Decker met with the Pittsburgh Steelers, and while just about any franchise would be thrilled to have him -- including both teams from this year's Super Bowl -- the prospect of Decker in black and gold is an intimidating one. The Steelers develop O-line talent better than just about anyone, and lining Decker up next to the likes of David DeCastro and Maurkice Pouncey would certainly help Ben Roethlisberger sleep better at night.

The Steelers have been incredibly Buckeye-friendly in the last decade, giving contracts to players like Santonio Holmes, Mike Adams, Cam Heyward, and Ryan Shazier. Pittsburgh reportedly also met with Eli Apple and Vonn Bell during the event, and it's easy to see one or two Ohio State players from this draft class slotting right into the Steelers' lineup. (For what it's worth, I've also written before about the Buckeye who I think would be most beneficial to Mike Tomlin's team in the long term: Cardale Jones.)

"If they shoot 68% or whatever they shot against us five days ago, we're probably in trouble."

- Thad Matta on Michigan State, via Joe Rexrode, Detroit Free Press

While Ohio State football stole the headlines Friday morning, tonight's results on the hardwood will be of even more immediate consequence for Buckeye sports. Thad Matta's seventh-seeded squad will take on Michigan State for the third time in as many weeks, with the Buckeyes desperately needing an upset win to keep their NCAA Tournament hopes alive.
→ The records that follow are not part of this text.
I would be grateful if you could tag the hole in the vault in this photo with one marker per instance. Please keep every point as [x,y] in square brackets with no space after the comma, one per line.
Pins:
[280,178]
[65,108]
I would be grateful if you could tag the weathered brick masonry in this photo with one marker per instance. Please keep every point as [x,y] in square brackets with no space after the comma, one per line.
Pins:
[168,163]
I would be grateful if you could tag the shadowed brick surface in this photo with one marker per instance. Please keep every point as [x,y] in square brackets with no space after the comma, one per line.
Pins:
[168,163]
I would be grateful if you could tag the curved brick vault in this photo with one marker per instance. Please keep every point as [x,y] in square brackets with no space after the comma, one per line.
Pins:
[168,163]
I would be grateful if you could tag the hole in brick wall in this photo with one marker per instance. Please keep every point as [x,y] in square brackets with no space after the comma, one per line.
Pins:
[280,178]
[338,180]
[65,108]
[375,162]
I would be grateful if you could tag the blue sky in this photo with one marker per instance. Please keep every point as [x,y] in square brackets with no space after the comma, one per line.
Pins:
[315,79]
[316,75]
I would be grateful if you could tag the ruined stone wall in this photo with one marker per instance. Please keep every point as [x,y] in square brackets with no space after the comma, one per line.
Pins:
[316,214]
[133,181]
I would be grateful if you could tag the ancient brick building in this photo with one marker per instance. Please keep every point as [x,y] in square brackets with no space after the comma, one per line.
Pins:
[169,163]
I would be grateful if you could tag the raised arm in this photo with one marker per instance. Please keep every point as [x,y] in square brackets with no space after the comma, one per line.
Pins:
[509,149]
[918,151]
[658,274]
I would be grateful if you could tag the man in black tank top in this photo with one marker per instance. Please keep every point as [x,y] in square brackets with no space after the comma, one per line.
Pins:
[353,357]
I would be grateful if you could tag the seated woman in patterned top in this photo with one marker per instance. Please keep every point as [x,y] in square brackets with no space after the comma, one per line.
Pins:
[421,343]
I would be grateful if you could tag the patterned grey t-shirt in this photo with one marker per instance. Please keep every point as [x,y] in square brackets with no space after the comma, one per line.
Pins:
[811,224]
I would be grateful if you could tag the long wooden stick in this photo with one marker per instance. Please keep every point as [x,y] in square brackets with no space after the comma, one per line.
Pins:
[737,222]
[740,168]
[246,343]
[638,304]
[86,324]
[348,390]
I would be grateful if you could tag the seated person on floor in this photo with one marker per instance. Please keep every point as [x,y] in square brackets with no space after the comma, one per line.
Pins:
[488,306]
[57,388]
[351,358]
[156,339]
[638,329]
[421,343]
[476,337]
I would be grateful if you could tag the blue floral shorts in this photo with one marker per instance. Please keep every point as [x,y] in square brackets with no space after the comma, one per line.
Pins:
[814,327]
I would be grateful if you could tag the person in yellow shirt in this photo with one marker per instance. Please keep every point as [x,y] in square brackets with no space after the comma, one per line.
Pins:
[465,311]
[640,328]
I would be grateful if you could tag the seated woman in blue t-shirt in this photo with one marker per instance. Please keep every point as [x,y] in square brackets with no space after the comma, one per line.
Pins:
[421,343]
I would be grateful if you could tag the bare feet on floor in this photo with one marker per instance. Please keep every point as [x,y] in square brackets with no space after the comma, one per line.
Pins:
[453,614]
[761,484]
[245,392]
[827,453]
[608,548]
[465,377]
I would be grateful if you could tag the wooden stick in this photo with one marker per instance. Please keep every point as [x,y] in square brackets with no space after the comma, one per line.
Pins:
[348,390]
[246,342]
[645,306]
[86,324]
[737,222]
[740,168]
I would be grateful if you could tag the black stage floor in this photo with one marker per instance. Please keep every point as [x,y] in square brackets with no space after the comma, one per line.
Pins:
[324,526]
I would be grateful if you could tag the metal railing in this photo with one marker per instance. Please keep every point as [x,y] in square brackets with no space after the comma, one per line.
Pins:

That's a pretty tall order. The Spartans have barely let the Buckeyes even make a game of things this season, losing by 19 and 15 points during their two contests in 2016. When Matta focused on shutting down Denzel Valentine in the first matchup, Bryn Forbes lit the scoreboard up from deep. When the Buckeyes tried to close off the long ball in the second game, Valentine worked Ohio State inside like an expert boxer. The Spartans can hurt teams in so many ways-- precision passing, deep shooting, powerful inside presence -- that it's going to take a confluence of small miracles for the Buckeyes to pull the upset here.